Il a fait ses études aux Beaux-Arts de Toulon où il avait pour professeur notre maître Eugène Baboulène. Ayant épousé une ukrainienne, Inna Khimich, ils ont ouvert une galerie à Toulon, au quartier du Mourillon et avec tout cela, il était évident qu’il soit l’invité d’honneur de cette rencontre franco-russe. D’autant qu’il est un puits de sciences intarissable sur la peinture et qu’il a créé à St Rémy, un circuit pictural des lieux peints par Van Gog.

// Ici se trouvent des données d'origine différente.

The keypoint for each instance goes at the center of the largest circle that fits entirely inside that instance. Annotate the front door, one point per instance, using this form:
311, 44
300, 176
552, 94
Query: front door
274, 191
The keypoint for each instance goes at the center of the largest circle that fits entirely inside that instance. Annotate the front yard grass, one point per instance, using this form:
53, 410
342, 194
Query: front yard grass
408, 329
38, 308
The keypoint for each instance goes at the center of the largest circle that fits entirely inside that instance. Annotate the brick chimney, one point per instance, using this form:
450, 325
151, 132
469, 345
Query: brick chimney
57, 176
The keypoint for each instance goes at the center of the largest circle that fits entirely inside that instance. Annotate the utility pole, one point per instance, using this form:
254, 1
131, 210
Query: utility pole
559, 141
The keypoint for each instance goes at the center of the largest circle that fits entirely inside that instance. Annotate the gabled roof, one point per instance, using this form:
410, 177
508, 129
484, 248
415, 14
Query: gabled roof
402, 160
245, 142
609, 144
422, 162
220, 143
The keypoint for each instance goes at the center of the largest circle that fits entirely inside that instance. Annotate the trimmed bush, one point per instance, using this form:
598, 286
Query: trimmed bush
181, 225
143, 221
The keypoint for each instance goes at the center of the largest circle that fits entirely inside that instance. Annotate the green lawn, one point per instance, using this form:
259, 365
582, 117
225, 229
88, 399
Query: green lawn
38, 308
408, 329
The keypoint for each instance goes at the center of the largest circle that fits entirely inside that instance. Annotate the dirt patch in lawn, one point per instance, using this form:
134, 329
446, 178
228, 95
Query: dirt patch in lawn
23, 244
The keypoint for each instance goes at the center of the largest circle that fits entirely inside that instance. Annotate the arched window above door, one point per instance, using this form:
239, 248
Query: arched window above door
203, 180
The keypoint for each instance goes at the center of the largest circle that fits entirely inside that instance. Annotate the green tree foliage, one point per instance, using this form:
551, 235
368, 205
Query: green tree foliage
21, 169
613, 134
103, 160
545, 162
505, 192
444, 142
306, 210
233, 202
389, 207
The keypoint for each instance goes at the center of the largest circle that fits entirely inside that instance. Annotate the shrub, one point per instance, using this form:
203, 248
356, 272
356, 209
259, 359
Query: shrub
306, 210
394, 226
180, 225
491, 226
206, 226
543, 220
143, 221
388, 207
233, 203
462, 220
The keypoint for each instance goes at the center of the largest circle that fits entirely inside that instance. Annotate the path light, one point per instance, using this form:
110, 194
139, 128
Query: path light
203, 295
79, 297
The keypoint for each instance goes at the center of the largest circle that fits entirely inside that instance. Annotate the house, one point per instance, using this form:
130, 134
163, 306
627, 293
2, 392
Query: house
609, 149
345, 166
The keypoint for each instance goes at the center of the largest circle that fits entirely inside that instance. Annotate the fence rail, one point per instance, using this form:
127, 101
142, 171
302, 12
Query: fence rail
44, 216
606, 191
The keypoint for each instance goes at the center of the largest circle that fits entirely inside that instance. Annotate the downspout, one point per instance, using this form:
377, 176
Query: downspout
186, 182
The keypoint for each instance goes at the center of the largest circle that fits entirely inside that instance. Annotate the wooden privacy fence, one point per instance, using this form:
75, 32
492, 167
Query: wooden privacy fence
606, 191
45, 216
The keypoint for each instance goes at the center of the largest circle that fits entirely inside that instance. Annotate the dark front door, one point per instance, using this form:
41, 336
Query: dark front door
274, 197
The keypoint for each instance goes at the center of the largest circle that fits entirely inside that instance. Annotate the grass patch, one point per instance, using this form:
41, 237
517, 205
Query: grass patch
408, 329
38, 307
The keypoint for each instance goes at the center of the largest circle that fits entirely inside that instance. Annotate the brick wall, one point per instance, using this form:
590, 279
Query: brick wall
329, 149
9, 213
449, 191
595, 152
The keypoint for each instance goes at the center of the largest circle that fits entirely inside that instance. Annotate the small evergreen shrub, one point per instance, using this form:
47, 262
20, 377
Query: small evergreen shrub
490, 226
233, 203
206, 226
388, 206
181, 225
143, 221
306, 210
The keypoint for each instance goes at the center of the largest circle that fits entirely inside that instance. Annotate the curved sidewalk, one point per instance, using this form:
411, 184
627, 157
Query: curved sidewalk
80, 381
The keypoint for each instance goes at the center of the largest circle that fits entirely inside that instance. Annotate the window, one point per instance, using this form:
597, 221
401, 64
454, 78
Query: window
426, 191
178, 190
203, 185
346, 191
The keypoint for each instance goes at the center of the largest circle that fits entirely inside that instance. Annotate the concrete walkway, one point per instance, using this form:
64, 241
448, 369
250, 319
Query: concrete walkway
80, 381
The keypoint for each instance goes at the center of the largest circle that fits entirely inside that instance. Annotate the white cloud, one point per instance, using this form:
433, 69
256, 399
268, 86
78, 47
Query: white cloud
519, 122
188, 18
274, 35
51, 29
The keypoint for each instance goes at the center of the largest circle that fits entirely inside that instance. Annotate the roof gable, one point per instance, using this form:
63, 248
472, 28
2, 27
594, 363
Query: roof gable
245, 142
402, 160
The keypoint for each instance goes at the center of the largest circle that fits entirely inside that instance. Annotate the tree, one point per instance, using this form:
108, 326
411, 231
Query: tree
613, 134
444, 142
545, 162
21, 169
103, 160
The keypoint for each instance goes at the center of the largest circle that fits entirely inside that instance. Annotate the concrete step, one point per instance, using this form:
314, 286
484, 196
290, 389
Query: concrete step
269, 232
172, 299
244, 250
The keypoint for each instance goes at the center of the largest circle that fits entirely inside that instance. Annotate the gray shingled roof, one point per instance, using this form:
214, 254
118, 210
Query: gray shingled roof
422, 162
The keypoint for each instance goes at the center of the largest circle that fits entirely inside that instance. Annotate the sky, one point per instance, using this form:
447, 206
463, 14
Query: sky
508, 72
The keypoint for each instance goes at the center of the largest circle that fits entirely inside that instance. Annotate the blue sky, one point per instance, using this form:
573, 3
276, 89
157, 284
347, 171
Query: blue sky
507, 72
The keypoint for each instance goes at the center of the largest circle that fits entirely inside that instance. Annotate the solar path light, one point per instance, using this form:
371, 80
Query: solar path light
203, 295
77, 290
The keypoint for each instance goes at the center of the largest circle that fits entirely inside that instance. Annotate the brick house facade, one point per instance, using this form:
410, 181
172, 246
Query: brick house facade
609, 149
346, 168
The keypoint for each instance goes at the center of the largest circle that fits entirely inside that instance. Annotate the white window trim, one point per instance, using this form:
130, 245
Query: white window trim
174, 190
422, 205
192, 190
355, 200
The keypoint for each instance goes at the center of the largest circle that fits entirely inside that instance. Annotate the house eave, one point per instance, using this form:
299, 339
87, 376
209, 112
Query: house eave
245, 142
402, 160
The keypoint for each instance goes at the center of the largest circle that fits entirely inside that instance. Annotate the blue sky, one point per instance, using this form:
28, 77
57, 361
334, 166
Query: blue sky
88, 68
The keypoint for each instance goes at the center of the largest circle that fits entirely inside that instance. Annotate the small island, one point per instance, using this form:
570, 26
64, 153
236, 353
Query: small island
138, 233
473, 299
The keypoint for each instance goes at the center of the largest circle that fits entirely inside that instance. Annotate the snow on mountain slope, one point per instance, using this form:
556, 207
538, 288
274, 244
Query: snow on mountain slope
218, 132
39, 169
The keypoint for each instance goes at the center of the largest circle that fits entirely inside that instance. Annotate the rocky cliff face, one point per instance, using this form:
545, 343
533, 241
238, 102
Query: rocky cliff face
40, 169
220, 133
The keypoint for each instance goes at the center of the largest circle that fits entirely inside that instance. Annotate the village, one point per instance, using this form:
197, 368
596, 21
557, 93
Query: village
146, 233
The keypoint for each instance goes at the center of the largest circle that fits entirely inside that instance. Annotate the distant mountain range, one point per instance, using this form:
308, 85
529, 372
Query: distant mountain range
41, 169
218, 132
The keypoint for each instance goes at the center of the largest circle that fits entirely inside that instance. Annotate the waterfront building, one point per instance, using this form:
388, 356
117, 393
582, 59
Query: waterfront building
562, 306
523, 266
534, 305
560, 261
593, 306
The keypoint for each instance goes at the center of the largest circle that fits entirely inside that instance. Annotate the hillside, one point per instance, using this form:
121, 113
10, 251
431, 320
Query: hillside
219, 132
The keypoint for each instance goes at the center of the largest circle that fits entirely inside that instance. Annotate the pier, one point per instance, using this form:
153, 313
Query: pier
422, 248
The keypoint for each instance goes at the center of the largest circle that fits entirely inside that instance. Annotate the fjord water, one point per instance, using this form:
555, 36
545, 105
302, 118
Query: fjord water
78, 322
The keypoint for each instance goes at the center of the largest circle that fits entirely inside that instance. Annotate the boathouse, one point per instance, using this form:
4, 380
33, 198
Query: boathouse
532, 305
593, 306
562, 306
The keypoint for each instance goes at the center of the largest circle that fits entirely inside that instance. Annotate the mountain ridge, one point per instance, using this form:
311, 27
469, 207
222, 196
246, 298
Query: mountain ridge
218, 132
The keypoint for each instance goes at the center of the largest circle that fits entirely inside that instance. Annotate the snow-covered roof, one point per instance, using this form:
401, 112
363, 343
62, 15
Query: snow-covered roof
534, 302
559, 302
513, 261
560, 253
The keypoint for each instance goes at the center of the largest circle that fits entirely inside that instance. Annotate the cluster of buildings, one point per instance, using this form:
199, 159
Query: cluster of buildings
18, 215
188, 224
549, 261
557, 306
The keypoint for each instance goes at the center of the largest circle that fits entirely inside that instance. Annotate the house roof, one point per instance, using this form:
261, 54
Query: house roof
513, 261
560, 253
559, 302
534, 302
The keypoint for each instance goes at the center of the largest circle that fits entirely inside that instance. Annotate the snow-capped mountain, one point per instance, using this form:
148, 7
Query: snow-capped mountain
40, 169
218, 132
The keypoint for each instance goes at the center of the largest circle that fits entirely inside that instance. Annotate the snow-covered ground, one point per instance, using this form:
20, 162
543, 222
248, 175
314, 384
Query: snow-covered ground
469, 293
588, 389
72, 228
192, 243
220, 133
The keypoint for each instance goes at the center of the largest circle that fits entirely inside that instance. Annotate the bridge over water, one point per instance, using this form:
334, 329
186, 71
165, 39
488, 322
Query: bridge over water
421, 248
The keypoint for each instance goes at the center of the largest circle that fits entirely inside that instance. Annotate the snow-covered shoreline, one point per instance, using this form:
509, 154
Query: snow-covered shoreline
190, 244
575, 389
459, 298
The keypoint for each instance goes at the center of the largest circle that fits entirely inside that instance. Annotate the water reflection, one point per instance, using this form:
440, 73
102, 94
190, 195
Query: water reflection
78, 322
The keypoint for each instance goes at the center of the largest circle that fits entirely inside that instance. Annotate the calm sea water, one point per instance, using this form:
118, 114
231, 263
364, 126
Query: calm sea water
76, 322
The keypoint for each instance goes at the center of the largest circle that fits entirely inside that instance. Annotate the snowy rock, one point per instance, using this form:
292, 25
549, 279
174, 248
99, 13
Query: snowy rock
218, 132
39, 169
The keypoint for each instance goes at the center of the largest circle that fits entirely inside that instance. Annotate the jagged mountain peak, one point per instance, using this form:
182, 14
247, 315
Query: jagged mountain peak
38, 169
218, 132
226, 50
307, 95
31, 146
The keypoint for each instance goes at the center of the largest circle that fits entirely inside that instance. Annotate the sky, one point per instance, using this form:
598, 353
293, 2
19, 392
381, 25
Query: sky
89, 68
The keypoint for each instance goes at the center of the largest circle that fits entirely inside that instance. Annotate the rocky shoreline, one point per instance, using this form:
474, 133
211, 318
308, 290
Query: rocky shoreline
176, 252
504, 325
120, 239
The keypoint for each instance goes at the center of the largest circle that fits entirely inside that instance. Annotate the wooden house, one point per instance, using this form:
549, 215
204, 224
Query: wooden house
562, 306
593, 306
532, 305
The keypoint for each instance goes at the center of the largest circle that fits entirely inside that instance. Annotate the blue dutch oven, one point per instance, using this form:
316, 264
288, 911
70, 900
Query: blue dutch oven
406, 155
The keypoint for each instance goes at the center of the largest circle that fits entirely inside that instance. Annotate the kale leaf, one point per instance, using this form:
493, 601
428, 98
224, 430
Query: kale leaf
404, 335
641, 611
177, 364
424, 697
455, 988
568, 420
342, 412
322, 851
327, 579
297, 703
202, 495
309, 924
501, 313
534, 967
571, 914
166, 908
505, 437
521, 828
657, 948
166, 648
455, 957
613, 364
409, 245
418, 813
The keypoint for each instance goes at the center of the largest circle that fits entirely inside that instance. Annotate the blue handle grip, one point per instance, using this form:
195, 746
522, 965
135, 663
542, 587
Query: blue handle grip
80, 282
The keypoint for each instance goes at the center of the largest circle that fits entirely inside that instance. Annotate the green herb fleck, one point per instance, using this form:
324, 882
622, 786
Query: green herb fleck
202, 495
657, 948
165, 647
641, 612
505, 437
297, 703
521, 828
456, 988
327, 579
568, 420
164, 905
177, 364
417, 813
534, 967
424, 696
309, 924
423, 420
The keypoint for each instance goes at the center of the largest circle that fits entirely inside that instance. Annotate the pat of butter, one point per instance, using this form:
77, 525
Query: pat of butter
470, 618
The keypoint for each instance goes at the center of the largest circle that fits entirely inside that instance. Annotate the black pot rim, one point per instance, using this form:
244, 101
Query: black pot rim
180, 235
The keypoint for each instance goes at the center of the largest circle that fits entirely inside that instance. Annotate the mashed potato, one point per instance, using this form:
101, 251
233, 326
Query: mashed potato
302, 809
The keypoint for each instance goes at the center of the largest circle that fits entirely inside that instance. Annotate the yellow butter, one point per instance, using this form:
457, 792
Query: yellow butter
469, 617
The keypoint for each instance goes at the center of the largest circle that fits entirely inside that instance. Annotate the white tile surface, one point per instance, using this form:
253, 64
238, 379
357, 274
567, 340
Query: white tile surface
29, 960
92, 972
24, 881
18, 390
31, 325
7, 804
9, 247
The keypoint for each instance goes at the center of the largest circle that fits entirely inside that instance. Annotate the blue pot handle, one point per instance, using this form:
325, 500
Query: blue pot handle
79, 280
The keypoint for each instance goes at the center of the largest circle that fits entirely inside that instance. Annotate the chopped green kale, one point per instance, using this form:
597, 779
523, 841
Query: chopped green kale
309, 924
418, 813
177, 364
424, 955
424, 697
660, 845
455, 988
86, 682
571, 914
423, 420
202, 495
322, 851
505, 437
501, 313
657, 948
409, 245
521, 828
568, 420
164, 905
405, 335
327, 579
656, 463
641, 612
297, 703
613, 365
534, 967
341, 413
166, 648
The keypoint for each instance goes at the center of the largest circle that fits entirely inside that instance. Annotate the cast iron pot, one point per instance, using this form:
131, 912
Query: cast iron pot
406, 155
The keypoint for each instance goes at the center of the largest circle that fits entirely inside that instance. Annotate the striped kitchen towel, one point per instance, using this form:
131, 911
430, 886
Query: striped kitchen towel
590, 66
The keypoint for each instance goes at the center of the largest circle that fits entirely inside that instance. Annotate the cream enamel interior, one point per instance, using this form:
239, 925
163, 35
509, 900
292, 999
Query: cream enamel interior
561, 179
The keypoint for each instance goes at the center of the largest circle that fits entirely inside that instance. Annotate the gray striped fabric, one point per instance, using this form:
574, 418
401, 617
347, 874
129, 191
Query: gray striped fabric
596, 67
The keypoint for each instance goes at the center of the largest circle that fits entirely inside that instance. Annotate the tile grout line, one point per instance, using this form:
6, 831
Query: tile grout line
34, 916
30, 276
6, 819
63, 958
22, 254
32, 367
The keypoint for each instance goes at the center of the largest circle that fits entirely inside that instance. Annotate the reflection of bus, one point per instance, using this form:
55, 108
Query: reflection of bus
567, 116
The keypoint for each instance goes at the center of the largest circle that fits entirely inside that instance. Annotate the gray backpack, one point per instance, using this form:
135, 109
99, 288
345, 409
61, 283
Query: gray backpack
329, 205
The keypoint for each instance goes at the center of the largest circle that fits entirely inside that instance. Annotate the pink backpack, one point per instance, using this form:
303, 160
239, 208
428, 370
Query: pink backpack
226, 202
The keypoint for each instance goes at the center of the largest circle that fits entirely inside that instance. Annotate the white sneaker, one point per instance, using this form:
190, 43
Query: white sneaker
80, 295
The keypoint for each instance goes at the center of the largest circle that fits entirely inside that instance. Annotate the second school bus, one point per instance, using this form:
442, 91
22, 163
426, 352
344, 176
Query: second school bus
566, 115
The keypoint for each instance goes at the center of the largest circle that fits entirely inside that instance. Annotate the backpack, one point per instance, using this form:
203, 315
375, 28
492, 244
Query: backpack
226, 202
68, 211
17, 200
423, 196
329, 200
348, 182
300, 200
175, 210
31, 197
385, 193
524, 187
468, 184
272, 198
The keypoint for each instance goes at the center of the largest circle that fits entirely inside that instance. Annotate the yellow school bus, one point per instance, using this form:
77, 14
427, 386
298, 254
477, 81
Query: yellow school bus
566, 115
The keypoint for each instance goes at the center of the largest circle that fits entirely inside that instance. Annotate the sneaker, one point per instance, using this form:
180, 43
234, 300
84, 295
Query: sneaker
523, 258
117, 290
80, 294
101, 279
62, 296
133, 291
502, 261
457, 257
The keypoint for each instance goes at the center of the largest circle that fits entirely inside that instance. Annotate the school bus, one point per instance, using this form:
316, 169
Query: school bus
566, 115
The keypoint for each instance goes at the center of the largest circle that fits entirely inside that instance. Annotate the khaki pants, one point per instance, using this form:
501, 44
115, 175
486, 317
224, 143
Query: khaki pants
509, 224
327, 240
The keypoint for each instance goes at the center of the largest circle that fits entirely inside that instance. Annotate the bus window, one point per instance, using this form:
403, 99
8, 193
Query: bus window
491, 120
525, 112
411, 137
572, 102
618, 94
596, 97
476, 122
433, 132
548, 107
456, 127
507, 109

Né au Cameroun, ayant grandi en Nouvelle Calédonie, il s’est installé à Toulon mais il est un citoyen du monde, ayant des points de chute un peu partout sur la planète, aussi curieux de découvrir sa culture que l’humain.
Georges Klimoff ne pouvait donc trouver meilleur ambassadeur pour cette manifestation.
Et puis bien sûr, Olesya et Eugenia ont « importé » pour nous deux beaux artistes tout droit venus de Moscou.

C B

Anastasia Kakharova.
Elle semble tout droit sortie des ballets russe avec sa silhouette gracieuse de danseuse, son regard lumineux, son teint d’opale et son profil de médaille.
Si elle utilise avec talent et délicatesse l’encre de Chine, l’aquarelle, le pastel, l’on n’est pas au bout de nos surprises lorsqu’elle nous révèle sa passion pour la mer, les bateaux, à tel point qu’elle est aussi skipper, traversant les mers pour acheminer des voiliers d’un pays à un autre.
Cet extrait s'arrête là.